すると6つの魔方陣が展開されて、そこから剣と盾を持った6体の骸骨の兵士が現れた。
骸骨の兵士は眼窩の奥に青い炎をちらつかせて、俺に飛びかかってくるが……
「死ね、影の刃群」
俺に届く前に俺の影から放たれた15の刃群が骸骨の兵士を真っ二つにする。こんなんで俺を倒せると思ってんのか?
俺は呆れながら刃群を纏めて1つの鋭い刃に変えて今まさにテラスから飛び降りようとする紳士に向かって放つ。

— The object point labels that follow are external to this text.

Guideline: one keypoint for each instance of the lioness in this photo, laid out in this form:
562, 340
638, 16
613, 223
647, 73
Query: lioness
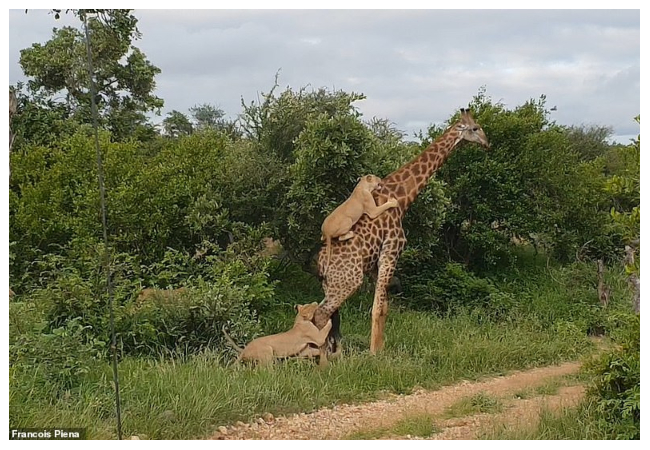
294, 342
360, 202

高速で突き進む刃群は一直線に向かって行く。紳士は飛び降りる直前に俺の攻撃に気が付いたのか目を見開く中……
影の刃はそのまま紳士の左腕を斬り裂く。紳士の左腕から大量の血が噴き出すが斬り落とすには至っていない。てか斬り落としたら俺も咎められそうだ。
紳士は激痛に顔を歪めながらもそのままテラスから飛び降りた。
急いでテラスに向かってから下を見ると人影は見えなかった。ちっ、どうやら逃してしまったようだな。

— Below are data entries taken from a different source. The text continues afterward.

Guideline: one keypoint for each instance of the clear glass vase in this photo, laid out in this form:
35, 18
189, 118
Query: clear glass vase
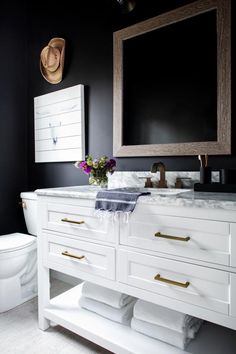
101, 180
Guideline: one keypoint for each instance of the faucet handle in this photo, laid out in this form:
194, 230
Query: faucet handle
179, 181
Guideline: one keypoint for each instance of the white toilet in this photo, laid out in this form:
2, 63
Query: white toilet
18, 259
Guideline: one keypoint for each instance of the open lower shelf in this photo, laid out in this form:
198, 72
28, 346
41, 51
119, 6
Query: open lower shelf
65, 311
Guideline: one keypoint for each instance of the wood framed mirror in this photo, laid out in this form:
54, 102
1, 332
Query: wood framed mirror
172, 83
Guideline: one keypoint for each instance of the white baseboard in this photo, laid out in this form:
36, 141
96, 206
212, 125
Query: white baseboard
64, 277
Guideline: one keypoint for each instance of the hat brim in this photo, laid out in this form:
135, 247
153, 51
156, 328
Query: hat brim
56, 76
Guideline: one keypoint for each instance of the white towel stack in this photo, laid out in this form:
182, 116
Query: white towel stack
108, 303
170, 326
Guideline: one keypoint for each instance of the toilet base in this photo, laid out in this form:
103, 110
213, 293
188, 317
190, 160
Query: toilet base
15, 294
11, 297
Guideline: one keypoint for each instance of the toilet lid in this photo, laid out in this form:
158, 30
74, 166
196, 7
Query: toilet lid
13, 242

左腕を斬り落としたから血痕はあると思うが夜だから後を追うのは厳しいだろうから諦めよう。今は天霧達だ。
そう判断した俺は天霧達を見ると……
「どうやら……大丈夫みたいだな」
「ガアアアアアアアア!」
中庭にて大爆発が起こり断末魔の絶叫が響き渡る。炎の中でキマイラはゆっくりと溶けていき、それに伴い高濃度の万応素が周囲に四散していった。
「はぁ……気分転換で来た旅行なのに……面倒事が起こるとはな」
何でいきなりテロに遭遇すんだよ。アレか?取り憑かれたのか?
俺はため息を吐きながらオーフェリアの元に歩き出した。